Objects Are By punta al futuro. Phil è statunitense, Jenny è originariamente tedesca, ma ormai abituata alle diramazioni di una postura scomposta, caotica, eccitante e mai radicata. La prima collezione in ceramica è dedicata a Milano, la città dove hanno fondato il marchio e interamente ispirata alla metropolitana. Ancora una volta, il passaggio, l’attraversamento, il viaggio. E di fatto la metropolitana, attenendosi al suo significato lessicale, è ciò che rende Milano la metropoli che è, ciò che rende possibile attraversarla, fenderla, parteciparvi – e che l’ha trasformata dal centro raccolto che era al modello collegato e trasmutabile di adesso, con diversi punti nevralgici che si snodano e si accumulano.
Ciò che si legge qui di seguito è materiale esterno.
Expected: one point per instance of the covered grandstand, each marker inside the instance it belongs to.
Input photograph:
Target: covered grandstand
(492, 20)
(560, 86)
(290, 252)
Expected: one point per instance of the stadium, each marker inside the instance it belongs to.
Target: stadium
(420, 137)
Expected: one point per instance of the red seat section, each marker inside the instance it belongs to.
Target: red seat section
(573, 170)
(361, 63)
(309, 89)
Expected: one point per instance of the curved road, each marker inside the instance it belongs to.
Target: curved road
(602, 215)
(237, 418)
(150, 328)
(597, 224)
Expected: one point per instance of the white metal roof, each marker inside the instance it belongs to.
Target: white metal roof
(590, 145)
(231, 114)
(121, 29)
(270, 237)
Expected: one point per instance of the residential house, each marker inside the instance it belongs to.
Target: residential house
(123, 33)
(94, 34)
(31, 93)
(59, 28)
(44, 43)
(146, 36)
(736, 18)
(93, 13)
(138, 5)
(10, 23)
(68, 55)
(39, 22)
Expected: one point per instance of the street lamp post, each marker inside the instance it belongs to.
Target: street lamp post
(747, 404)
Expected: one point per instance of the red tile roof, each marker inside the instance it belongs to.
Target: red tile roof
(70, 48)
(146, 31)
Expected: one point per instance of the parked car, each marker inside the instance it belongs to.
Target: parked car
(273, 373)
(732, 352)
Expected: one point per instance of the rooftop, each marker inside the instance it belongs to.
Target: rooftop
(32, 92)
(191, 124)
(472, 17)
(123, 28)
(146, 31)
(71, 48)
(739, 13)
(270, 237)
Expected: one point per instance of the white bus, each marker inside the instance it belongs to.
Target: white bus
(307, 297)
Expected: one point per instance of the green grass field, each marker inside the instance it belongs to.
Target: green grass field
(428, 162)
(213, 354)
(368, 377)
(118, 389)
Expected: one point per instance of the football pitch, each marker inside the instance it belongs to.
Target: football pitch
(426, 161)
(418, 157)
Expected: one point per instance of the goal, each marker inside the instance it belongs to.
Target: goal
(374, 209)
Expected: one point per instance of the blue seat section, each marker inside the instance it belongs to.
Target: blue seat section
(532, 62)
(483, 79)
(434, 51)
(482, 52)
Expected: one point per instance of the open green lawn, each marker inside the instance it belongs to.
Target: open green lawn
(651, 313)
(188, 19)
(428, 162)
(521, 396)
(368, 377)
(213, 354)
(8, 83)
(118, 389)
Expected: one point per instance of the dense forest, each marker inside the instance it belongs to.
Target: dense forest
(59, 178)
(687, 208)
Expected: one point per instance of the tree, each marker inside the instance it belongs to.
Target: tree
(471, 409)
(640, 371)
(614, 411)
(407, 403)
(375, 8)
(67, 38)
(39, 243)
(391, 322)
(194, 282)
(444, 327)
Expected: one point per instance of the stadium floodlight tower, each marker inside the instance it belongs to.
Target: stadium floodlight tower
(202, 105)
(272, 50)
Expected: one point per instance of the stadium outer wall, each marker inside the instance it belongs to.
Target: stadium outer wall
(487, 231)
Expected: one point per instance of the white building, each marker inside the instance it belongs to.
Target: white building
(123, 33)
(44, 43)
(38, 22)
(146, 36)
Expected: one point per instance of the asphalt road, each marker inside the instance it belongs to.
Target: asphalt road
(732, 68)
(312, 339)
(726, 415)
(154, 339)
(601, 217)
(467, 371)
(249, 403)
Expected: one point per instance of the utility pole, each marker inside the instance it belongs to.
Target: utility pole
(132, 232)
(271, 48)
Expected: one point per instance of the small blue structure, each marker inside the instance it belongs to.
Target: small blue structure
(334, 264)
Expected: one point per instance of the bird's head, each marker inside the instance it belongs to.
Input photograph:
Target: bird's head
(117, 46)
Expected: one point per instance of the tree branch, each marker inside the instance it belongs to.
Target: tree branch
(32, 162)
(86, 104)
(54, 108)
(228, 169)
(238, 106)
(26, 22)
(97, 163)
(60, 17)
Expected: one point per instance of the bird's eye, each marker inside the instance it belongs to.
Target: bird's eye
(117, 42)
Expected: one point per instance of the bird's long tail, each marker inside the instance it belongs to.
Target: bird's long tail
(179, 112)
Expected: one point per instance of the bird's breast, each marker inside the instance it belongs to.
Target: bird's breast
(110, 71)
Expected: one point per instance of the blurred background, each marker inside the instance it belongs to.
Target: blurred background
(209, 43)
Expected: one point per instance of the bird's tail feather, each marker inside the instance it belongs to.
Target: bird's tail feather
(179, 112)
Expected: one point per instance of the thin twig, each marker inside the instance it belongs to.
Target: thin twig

Vasi di dimensioni diverse, tazze, teiere e caraffe, vassoi, ciotole, bicchieri e portacandele che ricordano i suoi colori, il logo di Noorda, le creazioni di Franco Albini nel design dei corrimano, i puntini sulla pavimentazione, i tunnel notturni. Questa prima stagione include anche The Internet, una serie di coperte realizzate dalla direttrice creativa Elena Flores, a partire dal concetto capzioso di Internet, cioè del web, come spazio. Di nuovo navigabilità, transizione, sosta. Andare da un punto a un altro. Non fermarsi. Il processo di progettazione collaborativa si è basato su un ampio modello linguistico messo a punto dall’intelligenza artificiale: Flores si è avvalsa di Chat GPT per generare 100 prompt, presentati a Mid Journey allo scopo di creare arazzi tessuti e opere d’arte. Ha insomma trattato Internet, la tecnologia e il digitale, se fossero luoghi tangibili.
L’anteprima della seconda collezione sarà presentata alla Milan design week: un nuovo servizio da tavola in porcellana vietnamita, realizzata con la tecnica dell’areografia da Babybrush, celebre artista e fashion designer svizzero-italiano. Sempre rassicurante, semplice, adatta a tutti è la stampa floreale Unikko della casa di design finlandese Marimekko, che festeggia il suo sessantesimo anniversario. In collaborazione con Apartamento, il più influente magazine spagnolo dedicato all’arredamento di interni, il marchio ha acquisito un caffè milanese in via Stoppani, rinominandolo Bar Unikko per un pop-up di una settimana durante la design week. Una serie di spensierati oggetti da collezione in edizione limitata dalla colazione all’aperitivo.
E, per non farsi mancare niente, la sobria, antiquata, romantica eleganza della nuova collezione Laboratorio Paravicini, visibile presso lo Studio Mingotti e Giordano Architetti. Una via di mezzo, potremmo definirla, tra la contemporaneità scatenata e avanguardista e le atmosfere barocche del passato. L’acquiescenza terrena e riflessiva della vita di tutti i giorni.